Memory And Processor Advances Redefine Digital Technology
Designers are in luck. Many digital technologies like PCI Express Gen 3 and USB 3.0 are beginning to mature, providing more options to use instead of new specifications to covet. Still, other technologies will emerge and have a significant impact, including DDR4, MRAM dual-inline memory modules (DIMMs), and 64-bit Arm cores.
Memory and Storage
DDR4 is on the horizon and will see the light of day this year. DDR3 will remain a major factor, especially for embedded applications, while DDR4 takes the high ground.
DDR4 increases throughput starting at 2133 Mtransfers/s. It reduces power consumption starting with a lower voltage range (1.04 to 1.2 V). It also changes from a bus interface to a point-to-point connection with one DIMM per memory channel. Switched systems are supported, although they’re likely to be found only on servers requiring a large number of DIMMs. There will still be action in DDR3, though. Non-volatile DDR3 DIMMs are now available in two forms.
The first was the flash/DRAM pairing, such as Viking Technology’s ArxCis-NV (see “Non-Volatile DIMMs And NVMe Spice Up The Flash Memory Summit”). This DIMM requires an external supercap, but it takes advantage of the capacity of the flash and the DRAM to deliver storage comparable to a standard DRAM DDR3 DIMM, albeit a more costly one. Data is copied to and from the flash during power transitions.
The second non-volatile DDR3 storage to watch is based on Everspin’s spin-torque MRAM (see “Magnetic DRAM Arrives”). The chips used in this DIMM are 64 Mbits, but it doesn’t require extra power or even refreshing.
Non-volatile storage is changing the way things work. Hybrid disk drives are on the rise as they’re more tightly integrated with operating systems like Windows 8 (see “Hybrids And The Cloud Mark 2012’s Key Storage Advances”). Hard drives continue grow in capacity, but vendor consolidation has reduced competition.

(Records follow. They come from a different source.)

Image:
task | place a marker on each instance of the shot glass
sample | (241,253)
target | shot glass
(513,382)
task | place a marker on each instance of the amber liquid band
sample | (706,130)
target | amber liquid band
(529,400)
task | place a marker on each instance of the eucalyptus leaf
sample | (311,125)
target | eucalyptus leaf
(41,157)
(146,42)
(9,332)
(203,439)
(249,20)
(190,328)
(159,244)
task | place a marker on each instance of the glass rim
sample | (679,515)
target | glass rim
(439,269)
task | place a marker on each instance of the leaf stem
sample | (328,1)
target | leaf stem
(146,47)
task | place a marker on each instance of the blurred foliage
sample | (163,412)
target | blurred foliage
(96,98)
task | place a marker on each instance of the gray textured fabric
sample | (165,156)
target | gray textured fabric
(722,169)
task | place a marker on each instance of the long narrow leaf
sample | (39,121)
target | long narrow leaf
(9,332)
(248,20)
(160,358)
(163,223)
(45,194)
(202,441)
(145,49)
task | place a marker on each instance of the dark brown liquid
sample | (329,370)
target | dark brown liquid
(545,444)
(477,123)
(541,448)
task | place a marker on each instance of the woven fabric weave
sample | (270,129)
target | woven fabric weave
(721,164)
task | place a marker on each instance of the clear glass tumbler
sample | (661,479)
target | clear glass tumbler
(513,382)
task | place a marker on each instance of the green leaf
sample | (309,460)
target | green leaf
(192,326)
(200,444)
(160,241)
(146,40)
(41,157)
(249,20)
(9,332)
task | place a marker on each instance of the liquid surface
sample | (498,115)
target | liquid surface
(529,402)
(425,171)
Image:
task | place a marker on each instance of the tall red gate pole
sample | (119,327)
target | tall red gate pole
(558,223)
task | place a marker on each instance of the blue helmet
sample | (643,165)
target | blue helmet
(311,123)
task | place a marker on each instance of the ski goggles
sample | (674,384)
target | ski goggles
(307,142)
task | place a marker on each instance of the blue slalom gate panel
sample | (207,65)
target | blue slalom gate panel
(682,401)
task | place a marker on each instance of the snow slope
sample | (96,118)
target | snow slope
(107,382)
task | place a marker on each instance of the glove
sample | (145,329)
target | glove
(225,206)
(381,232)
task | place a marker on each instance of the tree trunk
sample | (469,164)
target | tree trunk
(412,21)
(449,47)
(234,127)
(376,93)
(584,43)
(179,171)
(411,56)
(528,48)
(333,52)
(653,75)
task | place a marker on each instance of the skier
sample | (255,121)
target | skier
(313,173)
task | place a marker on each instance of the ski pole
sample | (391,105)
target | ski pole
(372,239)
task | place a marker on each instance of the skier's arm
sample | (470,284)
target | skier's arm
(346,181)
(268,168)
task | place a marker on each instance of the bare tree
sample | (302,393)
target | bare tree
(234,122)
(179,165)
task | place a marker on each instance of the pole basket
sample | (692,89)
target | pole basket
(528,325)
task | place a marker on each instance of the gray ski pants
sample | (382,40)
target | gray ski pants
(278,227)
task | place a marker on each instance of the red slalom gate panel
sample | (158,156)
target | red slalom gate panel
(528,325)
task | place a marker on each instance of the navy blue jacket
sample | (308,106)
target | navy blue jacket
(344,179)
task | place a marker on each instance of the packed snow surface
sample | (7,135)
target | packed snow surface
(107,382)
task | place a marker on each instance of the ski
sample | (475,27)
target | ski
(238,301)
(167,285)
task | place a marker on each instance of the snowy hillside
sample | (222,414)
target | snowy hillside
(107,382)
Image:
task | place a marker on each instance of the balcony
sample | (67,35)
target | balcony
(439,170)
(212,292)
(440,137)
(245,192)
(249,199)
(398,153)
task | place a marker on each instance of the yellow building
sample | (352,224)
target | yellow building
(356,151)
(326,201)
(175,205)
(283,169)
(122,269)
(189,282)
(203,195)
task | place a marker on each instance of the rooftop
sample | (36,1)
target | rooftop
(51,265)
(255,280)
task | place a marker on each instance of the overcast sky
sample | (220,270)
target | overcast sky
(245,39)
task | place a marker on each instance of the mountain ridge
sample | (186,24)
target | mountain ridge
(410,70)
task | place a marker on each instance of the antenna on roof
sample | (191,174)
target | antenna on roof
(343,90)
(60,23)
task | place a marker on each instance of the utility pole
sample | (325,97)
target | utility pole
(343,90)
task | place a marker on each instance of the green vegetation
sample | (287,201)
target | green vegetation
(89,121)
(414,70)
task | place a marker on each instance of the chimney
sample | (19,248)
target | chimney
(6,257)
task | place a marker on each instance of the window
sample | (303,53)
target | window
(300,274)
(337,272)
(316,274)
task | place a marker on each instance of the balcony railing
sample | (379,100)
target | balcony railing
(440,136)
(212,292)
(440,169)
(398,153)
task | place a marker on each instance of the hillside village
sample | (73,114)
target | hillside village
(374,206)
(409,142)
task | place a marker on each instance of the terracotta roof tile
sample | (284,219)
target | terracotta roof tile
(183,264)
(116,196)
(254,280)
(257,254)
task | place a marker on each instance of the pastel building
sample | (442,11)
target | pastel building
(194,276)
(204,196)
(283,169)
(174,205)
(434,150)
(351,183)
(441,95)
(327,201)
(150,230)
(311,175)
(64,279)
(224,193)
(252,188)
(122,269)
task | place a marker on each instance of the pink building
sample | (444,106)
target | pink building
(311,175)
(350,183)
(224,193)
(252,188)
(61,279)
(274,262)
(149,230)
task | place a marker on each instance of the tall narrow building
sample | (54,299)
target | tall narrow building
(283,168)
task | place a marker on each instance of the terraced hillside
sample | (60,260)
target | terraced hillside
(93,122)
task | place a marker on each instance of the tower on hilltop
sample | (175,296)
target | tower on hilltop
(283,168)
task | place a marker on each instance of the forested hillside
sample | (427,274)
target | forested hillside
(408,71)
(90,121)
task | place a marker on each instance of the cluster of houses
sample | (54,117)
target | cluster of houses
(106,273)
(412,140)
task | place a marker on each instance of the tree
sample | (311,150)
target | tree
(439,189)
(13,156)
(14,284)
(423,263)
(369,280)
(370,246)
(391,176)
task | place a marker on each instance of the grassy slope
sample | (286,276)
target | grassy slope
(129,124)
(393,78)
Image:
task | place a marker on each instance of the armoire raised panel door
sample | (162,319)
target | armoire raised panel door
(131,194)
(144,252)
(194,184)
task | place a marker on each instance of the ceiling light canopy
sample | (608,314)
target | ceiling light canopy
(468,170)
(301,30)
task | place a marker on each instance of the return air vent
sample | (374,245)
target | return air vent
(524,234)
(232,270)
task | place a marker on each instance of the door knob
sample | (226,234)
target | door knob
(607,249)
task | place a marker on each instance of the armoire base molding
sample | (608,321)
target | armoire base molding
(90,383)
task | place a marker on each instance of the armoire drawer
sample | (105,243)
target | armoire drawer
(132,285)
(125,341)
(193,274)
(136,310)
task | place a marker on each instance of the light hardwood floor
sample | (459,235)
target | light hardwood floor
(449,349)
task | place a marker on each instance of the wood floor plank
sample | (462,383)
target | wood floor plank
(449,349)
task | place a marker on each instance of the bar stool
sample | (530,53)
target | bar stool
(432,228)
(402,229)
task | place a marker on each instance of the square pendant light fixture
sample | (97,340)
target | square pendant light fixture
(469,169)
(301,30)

Flash is where the action will be in the disk-drive and related storage market. Nonvolatile Memory Express (NVMe) is going to explode this year. Components like IDT’s NVMe controller simplify PCI Express connections to flash chips (see “Innovations Push Processors And Storage Into New Digital Roles”).
The fast, scalable PCI Express bandwidth will be pushed by flash that has exceeded the bandwidth provided by the SATA and SAS disk interfaces. The lines are blurring as PCI Express is moving to the drive form factor, and comparable functionality is available in PCI Express adapters (Fig. 1). SCSI Express (SCSI on PCI Express), also based on PCI Express, will make a showing this year as well, but it will be focused on the enterprise.
Micros Big And Small
What do you do when you have lots of transistors to play with? At the top end of the spectrum, you put lots of cores on one chip. Intel’s Xeon Phi packs in 60 x86 cores with vector support (Fig. 2). It competes with general purpose on graphics processing unit (GPGPU) platforms like NVidia’s Tesla K20X and AMD’s high-end FirePro (see “Battle Of The Supercomputing Nodes”). These platforms target large high-performance computing (HPC) clusters, but a single chip may be just what’s needed to make an embedded application practical.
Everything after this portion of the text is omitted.